Apoptosis is an innate ability for all cells to orderly commit suicide and can be activated in response to either intracellular stress signals (intrinsic pathway; see Ref.17) or cell surface death receptor activation (extrinsic pathway; see Ref.18). In the intrinsic pathway, the intracellular death signals induce mitochondria to release apoptotic factors such as cytochrome c that can further participate in the activation of downstream caspases including caspase 9, caspase 6, and caspase 3. The activated caspase 3 can cleave DNA repairing enzymes such as poly(ADP)-ribose polymerase (PARP)3 and activate endonucleases, both of which lead to nuclear apoptosis. In the extrinsic pathway, the receptor-transmitted death signals can trigger the activation of upstream caspases such as caspase 8 and caspase 10. The activated upstream caspases can either enter the intrinsic pathway via the generation of tBid (19) or directly activate the downstream effector caspases such as caspase 3. Therefore, both the intrinsic and extrinsic apoptosis pathways can involve mitochondria and mitochondrial release of cytochrome c can be used to monitor both pathways. Besides its apparent role in tissue development and homeostasis, apoptosis is also recognized as an important effector mechanism in host defense against microbial infections (20). In innate immunity, epithelial cells can undergo apoptosis in response to intracellular invasion via the intrinsic apoptosis pathway so that the initial infection is prevented from spreading to the rest of the infected host. In adoptive immunity, Ag-specific T cells can induce the infected cells to undergo apoptosis via the extrinsic apoptosis pathway so that the intracellular pathogens are contained and cleaned up by competent phagocytes.
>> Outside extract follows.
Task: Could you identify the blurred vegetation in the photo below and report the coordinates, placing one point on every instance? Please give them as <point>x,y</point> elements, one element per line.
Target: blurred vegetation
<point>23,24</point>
Because of the critical roles of apoptosis in host defense, many intracellular pathogens have evolved mechanisms to counteract the host apoptosis responses (21, 22). We and others have recently shown that chlamydia has evolved the ability to prevent the infected cells from undergoing apoptosis (13, 14, 23, 24, 25). The chlamydial antiapoptotic activity was correlated with chlamydia-induced blockade of mitochondrial cytochrome c release (13) and inhibition of the mitochondrial Bax and Bak protein activation (26). However, the precise mechanisms of the chlamydial antiapoptotic activity remain unclear.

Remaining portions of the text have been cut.